Note: Applications will be accepted until 11:59 PM on the Posting End Date.
Job End Date
February 29, 2028At UBC, we believe that attracting and sustaining a diverse workforce is key to the successful pursuit of excellence in research, innovation, and learning for all faculty, staff and students. Our commitment to employment equity helps achieve inclusion and fairness, brings rich diversity to UBC as a workplace, and creates the necessary conditions for a rewarding career.
Job Summary
The Canadian Consortium on Neurodegeneration in Aging (CCNA) was established in 2014 through a grant from the Canadian Institutes of Health Research in partnership with non-profit, pharma, provincial and private funding partners with the goal of catalyzing collaborative research in dementia within Canada. Within CCNA, The Canadian Therapeutic Platform Trial for Multidomain Interventions to Prevent Dementia (CAN-THUMBS UP or CTU) features Brain Health PRO (BHPro), an innovative online platform designed to help reduce the risk of dementia by providing individuals with the tools and knowledge needed to make positive lifestyle changes.

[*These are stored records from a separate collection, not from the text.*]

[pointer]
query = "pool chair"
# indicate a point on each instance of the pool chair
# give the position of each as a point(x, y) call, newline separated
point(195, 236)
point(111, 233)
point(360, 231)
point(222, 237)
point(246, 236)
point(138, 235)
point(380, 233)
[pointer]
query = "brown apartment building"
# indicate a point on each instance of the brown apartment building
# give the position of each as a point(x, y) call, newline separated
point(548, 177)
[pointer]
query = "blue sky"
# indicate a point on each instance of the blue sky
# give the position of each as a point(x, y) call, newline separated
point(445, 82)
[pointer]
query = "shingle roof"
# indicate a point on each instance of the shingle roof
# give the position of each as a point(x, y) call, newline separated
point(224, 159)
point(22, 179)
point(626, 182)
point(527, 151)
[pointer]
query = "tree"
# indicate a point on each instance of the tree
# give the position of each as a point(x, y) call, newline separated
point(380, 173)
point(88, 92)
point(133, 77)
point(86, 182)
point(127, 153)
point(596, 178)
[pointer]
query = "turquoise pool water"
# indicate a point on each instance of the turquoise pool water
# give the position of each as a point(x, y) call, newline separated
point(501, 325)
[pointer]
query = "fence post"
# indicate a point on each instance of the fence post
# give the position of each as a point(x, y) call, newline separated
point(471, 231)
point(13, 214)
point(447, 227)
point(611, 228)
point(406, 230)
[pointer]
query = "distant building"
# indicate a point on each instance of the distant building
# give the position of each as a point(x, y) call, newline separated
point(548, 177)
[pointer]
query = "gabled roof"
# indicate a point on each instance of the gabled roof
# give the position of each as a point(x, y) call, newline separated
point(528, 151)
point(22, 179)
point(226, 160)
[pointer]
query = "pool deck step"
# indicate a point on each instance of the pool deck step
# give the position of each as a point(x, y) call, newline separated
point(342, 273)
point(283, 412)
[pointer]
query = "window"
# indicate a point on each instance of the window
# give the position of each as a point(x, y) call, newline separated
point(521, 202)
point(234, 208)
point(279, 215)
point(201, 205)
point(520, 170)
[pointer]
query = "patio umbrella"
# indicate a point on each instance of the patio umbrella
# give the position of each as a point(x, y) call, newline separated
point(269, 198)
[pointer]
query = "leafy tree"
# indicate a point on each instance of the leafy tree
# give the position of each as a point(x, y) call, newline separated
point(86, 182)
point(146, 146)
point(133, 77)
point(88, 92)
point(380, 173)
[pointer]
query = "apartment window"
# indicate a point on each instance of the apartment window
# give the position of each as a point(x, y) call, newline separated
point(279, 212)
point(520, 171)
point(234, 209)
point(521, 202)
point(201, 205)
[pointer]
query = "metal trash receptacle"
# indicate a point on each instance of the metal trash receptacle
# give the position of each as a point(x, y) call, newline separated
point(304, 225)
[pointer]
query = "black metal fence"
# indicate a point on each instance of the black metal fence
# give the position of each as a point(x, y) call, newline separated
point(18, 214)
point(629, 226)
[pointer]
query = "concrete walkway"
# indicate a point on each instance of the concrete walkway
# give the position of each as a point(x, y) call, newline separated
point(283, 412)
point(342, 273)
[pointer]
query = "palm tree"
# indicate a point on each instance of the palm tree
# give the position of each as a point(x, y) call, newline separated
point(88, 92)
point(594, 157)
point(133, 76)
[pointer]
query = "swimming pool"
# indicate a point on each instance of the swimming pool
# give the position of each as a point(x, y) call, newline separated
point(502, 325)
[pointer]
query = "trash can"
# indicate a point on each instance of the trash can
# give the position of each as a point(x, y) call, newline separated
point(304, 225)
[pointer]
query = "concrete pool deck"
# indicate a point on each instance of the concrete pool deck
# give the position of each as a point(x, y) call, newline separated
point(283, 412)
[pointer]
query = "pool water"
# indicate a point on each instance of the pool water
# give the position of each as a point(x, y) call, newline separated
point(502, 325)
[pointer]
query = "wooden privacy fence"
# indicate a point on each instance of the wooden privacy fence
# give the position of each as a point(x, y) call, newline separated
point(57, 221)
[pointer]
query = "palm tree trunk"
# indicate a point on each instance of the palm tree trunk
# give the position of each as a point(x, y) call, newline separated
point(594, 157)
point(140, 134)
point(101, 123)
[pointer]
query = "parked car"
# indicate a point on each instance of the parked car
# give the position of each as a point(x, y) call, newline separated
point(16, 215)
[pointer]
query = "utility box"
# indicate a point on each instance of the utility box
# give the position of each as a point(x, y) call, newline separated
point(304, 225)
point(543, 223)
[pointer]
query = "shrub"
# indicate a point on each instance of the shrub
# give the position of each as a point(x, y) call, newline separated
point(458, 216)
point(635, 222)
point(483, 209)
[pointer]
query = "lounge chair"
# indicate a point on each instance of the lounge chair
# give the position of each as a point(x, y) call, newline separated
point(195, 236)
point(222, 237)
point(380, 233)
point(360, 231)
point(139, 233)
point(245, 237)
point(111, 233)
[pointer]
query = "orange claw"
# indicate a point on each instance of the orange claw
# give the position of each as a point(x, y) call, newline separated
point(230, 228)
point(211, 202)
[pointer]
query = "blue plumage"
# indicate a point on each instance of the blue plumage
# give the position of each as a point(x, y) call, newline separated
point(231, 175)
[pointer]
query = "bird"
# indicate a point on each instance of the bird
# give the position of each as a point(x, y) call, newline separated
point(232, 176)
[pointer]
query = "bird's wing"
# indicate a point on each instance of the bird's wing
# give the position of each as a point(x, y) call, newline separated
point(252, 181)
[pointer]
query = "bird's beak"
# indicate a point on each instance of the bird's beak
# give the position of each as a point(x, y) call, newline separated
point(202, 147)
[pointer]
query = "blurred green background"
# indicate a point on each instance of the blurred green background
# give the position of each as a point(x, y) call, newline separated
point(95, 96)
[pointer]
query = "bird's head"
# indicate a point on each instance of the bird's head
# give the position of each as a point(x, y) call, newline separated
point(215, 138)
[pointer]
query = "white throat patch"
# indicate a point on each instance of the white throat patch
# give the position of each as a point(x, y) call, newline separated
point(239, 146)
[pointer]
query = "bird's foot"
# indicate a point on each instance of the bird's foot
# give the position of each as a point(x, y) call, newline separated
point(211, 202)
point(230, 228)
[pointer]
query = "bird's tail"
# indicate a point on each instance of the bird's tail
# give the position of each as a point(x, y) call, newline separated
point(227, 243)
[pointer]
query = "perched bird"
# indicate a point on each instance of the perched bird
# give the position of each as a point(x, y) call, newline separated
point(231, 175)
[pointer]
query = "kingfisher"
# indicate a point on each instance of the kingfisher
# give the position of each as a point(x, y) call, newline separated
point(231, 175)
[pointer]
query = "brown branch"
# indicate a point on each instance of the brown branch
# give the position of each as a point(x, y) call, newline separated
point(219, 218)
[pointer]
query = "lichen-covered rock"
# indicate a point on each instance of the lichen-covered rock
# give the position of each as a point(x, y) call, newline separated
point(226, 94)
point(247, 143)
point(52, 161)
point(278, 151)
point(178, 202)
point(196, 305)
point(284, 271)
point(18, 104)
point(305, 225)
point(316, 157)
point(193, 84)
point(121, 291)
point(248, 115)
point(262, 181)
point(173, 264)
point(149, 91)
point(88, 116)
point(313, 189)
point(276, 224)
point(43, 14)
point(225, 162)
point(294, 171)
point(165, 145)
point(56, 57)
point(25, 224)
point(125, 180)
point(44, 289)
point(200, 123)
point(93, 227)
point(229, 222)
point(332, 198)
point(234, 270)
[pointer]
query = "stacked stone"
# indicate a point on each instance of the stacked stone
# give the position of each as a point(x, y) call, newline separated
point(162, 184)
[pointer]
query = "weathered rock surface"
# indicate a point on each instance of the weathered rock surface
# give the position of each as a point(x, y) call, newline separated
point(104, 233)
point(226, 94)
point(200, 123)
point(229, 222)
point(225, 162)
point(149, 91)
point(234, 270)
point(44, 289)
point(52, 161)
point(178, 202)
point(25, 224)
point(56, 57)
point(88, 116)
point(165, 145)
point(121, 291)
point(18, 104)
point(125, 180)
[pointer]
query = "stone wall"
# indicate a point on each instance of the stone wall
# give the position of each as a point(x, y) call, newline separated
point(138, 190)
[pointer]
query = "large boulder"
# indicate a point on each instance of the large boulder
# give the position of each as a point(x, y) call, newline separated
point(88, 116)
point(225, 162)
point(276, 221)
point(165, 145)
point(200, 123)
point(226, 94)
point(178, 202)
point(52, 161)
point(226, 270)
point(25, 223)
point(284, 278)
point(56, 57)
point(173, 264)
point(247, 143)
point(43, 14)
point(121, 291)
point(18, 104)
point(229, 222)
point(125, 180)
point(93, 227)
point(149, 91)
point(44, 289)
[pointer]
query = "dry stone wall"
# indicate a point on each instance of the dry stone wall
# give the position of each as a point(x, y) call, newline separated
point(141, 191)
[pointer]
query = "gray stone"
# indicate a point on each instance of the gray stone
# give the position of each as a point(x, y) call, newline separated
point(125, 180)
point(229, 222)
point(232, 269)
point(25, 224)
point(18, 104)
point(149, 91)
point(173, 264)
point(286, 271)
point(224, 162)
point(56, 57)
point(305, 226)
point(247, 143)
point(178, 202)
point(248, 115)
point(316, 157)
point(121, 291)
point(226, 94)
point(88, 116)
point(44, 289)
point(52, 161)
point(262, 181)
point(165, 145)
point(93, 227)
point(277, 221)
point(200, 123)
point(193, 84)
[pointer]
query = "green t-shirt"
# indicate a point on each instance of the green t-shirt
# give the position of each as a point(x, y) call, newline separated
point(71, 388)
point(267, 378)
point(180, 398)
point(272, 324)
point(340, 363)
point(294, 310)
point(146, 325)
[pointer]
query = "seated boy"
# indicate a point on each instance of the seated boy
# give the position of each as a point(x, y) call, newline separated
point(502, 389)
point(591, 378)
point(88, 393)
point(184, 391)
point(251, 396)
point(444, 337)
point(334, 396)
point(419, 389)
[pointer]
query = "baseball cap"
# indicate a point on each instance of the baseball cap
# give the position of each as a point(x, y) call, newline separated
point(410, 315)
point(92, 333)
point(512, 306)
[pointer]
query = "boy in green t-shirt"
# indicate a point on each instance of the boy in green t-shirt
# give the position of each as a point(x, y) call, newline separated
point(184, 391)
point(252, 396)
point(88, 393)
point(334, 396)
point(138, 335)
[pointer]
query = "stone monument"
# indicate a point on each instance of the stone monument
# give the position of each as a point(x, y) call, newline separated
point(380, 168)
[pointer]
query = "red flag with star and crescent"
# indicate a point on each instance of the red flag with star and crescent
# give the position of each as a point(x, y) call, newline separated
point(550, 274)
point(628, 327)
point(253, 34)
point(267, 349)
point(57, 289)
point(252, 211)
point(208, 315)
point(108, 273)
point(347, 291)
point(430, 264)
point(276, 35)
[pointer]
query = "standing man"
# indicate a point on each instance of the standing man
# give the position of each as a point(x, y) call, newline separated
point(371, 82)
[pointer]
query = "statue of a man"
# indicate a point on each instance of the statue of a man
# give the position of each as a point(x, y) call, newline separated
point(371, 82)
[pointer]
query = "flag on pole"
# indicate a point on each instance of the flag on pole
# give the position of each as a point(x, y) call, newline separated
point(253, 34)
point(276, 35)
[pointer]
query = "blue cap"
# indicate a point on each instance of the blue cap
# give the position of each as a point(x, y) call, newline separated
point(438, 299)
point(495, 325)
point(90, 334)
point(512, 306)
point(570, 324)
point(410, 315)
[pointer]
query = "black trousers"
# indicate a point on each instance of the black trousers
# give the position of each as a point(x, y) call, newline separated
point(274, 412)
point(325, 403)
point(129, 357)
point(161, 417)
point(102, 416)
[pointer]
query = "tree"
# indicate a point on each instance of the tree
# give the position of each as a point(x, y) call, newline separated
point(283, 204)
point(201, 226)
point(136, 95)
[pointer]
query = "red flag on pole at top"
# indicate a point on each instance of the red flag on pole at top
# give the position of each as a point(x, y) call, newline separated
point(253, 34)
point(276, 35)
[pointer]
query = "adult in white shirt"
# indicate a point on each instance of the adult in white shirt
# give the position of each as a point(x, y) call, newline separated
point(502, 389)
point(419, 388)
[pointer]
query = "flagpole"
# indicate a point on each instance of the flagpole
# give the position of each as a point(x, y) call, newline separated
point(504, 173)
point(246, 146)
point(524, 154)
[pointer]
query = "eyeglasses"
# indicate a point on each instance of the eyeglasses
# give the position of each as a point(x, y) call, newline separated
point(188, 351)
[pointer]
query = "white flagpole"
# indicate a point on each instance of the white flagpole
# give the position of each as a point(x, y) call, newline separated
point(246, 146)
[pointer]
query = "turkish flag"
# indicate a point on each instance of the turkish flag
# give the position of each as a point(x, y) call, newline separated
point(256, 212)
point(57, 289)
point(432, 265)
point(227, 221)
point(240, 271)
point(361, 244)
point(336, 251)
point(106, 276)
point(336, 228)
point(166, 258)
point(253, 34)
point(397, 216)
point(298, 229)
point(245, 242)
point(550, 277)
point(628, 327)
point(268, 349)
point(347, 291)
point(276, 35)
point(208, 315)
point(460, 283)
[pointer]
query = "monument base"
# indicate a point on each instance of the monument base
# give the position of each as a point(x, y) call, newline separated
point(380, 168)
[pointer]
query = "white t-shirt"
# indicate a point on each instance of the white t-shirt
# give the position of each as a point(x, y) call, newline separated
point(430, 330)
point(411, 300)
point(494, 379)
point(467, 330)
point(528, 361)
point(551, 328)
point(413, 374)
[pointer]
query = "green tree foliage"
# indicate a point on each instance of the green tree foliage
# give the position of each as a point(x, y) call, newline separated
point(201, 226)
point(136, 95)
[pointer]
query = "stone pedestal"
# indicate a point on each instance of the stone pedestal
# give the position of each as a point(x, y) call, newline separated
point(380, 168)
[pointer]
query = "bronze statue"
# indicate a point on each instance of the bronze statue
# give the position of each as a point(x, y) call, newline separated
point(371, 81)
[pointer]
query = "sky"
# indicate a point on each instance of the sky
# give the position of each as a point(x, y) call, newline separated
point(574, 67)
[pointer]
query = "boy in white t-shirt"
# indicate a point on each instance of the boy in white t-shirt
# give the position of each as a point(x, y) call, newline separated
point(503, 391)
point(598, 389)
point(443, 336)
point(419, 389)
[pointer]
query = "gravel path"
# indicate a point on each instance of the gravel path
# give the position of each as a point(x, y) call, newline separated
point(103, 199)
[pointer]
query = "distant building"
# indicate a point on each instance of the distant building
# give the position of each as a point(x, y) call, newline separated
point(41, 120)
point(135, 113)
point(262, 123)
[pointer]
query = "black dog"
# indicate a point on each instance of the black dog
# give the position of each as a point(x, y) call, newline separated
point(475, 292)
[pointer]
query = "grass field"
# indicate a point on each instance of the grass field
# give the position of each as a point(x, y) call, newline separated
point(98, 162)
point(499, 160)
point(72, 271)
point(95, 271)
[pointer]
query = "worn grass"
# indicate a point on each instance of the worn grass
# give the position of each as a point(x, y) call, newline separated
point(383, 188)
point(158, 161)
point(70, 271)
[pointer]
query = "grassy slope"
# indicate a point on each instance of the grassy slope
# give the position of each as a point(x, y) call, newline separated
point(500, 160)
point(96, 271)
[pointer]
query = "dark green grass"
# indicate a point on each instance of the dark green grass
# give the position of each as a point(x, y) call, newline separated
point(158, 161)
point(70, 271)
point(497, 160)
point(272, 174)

The CTU team is seeking a research assistant to help facilitate the upcoming risk-factor reduction study. This is a fully remote study that will enroll 700 participants at risk of developing dementia across Canada in a randomized controlled trial to test the efficacy of Brain Health PRO. Candidates must have at least completed an undergraduate degree. Candidates with experience in research on dementia or a related field will be given preference and are strongly encouraged to apply. Since we will be recruiting participants across Canada and will recruit some French speaking participants, the ability to communicate in French is a strong asset, but not mandatory.
Organizational Status
The research assistant will work closely with the CTU operations manager and report to Dr. Haakon Nygaard. The work will be carried out on UBC’s Vancouver Campus, and the incumbent will be expected to work in a hybrid arrangement with a minimum of one day per week in the office.
Work Performed
Assists with study start-up activities including but not limited to providing input on study ethics amendments, setting up participant payment processes, and maintaining participant login logistics.
Assists with implementation of participant recruitment activities to ensure recruitment goals/timelines are met
Monitors and tracks Redcap for pre-screening activity
Creates weekly reports on participant screening and recruitment, including breakdown by demographic group and generates indications of under-recruited groups
Helps with ethics submissions and amendments
Ensures data is being collected as expected, work with data manager/operations manager as needed to monitor and troubleshoot
Ensures participants have completed the e-consent
Oversees/verifies initial screening with participants
Ensures participant completion of self-guided questionnaires/assessments
Provides technical help/support to participants in the study
Initiates and tracks participant payments
Assists with testing and troubleshooting with Brain Health PRO and other technical components as needed, including testing the online platform in offline mode to ensure smooth work flow and functionality. Assists with other studies and related tasks as needed
Consequence of Error/Judgement
Much of the work is performed according to clear procedures and monitored; however, individual initiative is required. Errors may result in loss of data, participants or reputation, and the slowing down of productivity for the study.
Supervision Received
Under general supervision, receiving instruction when new duties are assigned and when unusual problems arise. Tasks assigned by the operations manager and Principal Investigator. The position requires an independent work ethic once tasks are assigned.
Supervision Given
None.
Minimum Qualifications
High school graduation and a minimum one year of related experience or an equivalent combination of education and experience.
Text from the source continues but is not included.